約束
愛理が言った。
「泊まった?」
ミナさんも言った。
「泊まったの?」
祐兄が言った。
「泊まった!?」
隆兄が祐兄から聞いて…………
「泊まったぁ!?」
そして、愛理が言った。
「でも別れたよね?セフレじゃん。」
ミナさんも言った。
「それセフレ?」
祐兄が言った。
「セフレか?」
隆兄が…………
「許さん!!絶対に許さん!!」
「まぁまぁ、隆、ミアちゃんももう高校生なんだし。」
アケミさんが何とかなだめてくれた。
って…………広まるの早すぎ!!しかも、セフレじゃない!!寝てないし!!一緒に寝たけど寝てないし!!

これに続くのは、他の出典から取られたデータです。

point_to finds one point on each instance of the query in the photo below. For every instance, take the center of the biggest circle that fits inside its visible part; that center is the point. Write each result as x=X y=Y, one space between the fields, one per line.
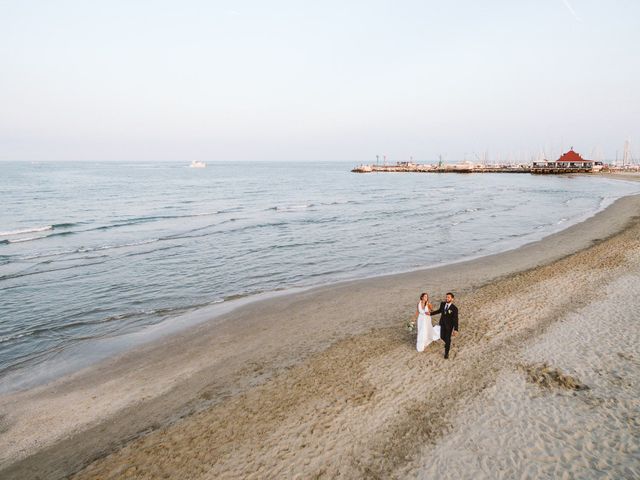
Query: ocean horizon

あーもう!テストは散々だし、噂は広まるし……。職員室に呼ばれるし……。もう…………散々だ……。
それでも聡は上機嫌だった。
「ミア、イブの予定は?」
「家でクリスマス会」
「え?」
愛理がたっちゃんと付き合い始めてからは、毎年山下家でクリスマスパーティーをやっている。
「聡も来る?」
「家に来るのかと思って……」
「あ、聡の家もパーティーやるの?じゃあ今年はそっちに参加しようかな~!女子会!」
聡がいるから女子会ではないか。
「あの…………クリスマスイブは、デートしよう!」
「え……やだよ。クリスマスどこも混んでるし。」
「えぇっ!バッサリ!!」
クリスマスイブにはクリスマス会の他に、予定があった。常連さんの部屋にお邪魔する事になった。
「常連さんって信用できる人なの?」
「わかんないけど……普通のお姉さんな感じだから、大丈夫っしょ。」
でも…………
「イルミネーション見に行くなら…………混んでても行く。」
私達は約束した。広場の大きなクリスマスツリーの下で待ち合わせして、クリスマスイブに、恋人らしくデートをしようと。